Prions key in Alzheimer's disease


Proteins which cause mad cow disease may also protect against Alzheimer's disease, UK researchers say. Prions naturally present in the brain appear to prevent the build up of a key protein associated with the condition.

In laboratory tests, beta amyloid, the building block of Alzheimer's "plaques", did not accumulate if high levels of the prions were present. The findings could lead to new treatments, the Proceedings of the National Academy of Sciences reported.

In variant Creutzfeldt-Jakob disease (vCJD), the human version of mad cow disease, the normal version of the prion protein present in brain cells is corrupted by infectious prions causing it to change shape, resulting in brain damage and death. But little is known about purpose of the normal prion proteins.

Due to the similarities between Alzheimer's and diseases such as variant CJD, researchers at the University of Leeds, looked for a link.

Plaque formation

They found that in cells in the laboratory, high levels of the prions reduced the build-up of beta-amyloid protein, which is found in the brains of people with Alzheimer's disease. In comparison, when the level of the prions was low or absent, beta amyloid formation was found to go back up again, suggesting they have a preventive effect on the development of the condition.

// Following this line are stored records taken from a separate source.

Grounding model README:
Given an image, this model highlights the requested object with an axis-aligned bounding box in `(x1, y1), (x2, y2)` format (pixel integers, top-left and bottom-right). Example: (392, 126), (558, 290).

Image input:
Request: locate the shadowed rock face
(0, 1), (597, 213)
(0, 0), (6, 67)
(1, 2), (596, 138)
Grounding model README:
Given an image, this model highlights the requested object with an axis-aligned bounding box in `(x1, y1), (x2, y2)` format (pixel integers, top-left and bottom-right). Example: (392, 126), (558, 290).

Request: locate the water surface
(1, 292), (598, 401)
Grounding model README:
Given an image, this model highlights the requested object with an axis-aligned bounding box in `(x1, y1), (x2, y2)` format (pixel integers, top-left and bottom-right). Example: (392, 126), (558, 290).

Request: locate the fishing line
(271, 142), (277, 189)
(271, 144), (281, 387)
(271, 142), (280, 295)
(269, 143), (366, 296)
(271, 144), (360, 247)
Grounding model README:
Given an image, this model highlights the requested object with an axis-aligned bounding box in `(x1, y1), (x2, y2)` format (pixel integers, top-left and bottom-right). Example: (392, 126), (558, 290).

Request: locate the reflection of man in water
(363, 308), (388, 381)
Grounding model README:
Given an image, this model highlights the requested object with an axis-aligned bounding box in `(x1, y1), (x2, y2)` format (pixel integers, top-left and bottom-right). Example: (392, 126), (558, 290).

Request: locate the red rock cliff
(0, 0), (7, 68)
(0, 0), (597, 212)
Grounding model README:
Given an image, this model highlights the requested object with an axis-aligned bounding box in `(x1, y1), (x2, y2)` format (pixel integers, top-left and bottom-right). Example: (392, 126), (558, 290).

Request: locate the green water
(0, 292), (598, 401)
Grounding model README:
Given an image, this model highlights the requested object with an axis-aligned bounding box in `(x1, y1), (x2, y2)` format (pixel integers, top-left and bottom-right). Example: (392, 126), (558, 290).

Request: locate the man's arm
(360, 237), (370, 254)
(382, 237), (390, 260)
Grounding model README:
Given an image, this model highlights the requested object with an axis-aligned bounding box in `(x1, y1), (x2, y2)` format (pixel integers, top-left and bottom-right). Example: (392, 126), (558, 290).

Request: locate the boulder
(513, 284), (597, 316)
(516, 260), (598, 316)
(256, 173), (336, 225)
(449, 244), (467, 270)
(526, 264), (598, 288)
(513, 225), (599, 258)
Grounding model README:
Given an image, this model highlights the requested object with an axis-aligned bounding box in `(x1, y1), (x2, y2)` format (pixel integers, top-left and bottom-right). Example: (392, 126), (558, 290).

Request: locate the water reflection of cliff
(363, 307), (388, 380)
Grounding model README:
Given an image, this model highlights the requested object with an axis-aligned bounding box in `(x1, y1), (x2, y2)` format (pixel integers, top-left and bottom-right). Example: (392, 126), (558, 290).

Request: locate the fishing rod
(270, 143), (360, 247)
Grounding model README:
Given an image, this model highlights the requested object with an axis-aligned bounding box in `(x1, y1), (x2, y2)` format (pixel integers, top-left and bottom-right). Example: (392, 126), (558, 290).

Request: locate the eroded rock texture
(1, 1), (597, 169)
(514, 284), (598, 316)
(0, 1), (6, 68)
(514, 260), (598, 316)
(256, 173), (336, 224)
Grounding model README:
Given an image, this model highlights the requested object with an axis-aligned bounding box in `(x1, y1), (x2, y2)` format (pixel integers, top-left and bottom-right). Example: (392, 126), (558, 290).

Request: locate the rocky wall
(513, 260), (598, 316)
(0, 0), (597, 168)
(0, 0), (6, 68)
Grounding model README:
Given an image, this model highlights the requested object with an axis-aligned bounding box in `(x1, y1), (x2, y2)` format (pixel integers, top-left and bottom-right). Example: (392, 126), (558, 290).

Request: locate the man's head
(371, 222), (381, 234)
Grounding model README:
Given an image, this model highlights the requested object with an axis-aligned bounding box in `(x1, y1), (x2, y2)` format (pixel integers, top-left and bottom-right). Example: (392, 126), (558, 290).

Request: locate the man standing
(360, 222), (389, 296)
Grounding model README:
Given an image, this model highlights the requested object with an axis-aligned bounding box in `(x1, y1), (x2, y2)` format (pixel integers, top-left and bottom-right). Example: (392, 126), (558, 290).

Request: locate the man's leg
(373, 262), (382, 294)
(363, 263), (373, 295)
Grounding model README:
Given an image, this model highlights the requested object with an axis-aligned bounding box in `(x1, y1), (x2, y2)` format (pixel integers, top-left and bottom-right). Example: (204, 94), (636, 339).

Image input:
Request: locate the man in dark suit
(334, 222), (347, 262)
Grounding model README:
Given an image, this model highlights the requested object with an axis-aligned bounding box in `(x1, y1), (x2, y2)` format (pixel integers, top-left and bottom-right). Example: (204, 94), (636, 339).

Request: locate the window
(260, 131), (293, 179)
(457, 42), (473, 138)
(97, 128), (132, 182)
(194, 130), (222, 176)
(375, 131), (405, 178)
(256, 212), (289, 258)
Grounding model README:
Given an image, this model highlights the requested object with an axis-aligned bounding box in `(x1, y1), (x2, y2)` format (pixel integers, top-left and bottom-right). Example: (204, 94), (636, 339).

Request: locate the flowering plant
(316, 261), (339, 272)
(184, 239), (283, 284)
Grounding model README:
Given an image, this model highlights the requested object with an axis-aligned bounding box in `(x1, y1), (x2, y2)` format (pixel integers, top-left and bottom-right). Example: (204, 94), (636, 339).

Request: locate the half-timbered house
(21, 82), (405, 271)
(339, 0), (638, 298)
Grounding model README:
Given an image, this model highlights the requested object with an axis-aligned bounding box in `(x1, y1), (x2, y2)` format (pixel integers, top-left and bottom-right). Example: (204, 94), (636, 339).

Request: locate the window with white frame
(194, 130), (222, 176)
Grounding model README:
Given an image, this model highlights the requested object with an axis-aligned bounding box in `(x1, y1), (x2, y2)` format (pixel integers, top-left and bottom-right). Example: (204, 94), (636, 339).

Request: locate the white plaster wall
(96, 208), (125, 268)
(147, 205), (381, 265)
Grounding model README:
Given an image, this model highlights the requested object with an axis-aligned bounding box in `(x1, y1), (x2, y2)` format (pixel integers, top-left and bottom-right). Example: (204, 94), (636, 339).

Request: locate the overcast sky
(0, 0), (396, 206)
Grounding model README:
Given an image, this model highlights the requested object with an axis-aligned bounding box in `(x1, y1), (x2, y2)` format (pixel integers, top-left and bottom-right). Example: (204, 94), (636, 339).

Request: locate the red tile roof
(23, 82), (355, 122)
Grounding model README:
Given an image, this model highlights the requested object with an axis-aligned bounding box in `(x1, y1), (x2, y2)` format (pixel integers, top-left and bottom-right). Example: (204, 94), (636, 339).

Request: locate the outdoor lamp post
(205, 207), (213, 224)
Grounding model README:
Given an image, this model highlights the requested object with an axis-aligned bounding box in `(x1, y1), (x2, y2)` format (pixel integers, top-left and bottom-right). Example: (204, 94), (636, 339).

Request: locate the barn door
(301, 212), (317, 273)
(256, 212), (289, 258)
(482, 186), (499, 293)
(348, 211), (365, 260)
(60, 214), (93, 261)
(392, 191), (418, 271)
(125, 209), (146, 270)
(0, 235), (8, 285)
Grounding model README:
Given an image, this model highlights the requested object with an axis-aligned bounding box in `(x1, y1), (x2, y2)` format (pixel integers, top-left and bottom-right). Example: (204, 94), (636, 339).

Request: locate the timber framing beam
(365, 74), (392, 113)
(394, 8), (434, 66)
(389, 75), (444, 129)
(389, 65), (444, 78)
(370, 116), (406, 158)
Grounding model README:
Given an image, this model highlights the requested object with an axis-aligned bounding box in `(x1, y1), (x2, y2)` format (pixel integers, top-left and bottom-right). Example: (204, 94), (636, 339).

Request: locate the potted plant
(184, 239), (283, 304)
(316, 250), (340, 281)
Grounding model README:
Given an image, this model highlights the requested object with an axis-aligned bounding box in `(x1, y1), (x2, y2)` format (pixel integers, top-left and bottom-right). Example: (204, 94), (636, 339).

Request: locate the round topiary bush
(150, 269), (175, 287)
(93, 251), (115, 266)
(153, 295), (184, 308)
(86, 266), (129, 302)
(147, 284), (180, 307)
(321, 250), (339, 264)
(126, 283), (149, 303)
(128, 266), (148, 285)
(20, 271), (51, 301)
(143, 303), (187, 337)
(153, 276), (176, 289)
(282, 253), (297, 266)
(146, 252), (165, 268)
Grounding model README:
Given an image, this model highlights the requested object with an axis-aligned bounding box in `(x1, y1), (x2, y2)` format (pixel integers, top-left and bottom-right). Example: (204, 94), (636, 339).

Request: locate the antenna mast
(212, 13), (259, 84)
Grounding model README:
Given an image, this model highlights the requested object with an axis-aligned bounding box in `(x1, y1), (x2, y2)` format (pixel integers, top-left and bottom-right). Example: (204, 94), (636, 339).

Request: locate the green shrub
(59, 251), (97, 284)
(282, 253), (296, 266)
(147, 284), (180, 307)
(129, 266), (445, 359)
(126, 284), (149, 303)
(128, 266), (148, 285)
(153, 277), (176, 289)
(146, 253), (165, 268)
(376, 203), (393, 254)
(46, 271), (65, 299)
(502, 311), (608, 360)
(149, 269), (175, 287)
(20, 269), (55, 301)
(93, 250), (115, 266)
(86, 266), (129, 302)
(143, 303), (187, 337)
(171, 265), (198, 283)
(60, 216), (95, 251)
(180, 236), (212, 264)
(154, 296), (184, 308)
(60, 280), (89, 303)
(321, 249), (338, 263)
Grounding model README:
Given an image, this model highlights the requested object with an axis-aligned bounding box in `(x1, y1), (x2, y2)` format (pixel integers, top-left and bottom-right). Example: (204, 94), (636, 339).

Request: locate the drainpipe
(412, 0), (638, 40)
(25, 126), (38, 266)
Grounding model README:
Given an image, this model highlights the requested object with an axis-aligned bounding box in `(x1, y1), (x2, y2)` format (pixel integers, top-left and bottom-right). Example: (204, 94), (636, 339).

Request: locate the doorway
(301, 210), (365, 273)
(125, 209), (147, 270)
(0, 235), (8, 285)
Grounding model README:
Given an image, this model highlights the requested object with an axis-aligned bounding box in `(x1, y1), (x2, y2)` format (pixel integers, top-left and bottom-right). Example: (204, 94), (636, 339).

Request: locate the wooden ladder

The researchers also looked at mice who had been genetically engineered to lack the prion proteins and again found that the harmful beta-amyloid proteins were able to form.

Study leader Professor Nigel Hooper said they now needed to look at whether ageing had an affect on the ability of the prion proteins to protect against Alzheimer's.

"Until now, the normal function of prion proteins has remained unclear, but our findings clearly identify a role for normal prion proteins in regulating the production of beta-amyloid and in doing so preventing formation of Alzheimer's plaques.

"Whether this function is lost as a result of the normal ageing process, or if some people are more susceptible to it than others we don't know yet."

He said although they needed to learn more, theoretically if a treatment could be designed to mimic the effect of the prions it could halt the progression of the disease.

Professor Clive Ballard, director of research at the Alzheimer's Society said this was the first time a link had been made between prions and Alzheimer's. "These are early findings, which suggest prion proteins may have a regulatory effect on the development of beta amyloid." He added: "This provides the foundations for a novel approach to finding new therapeutic targets in Alzheimer's disease."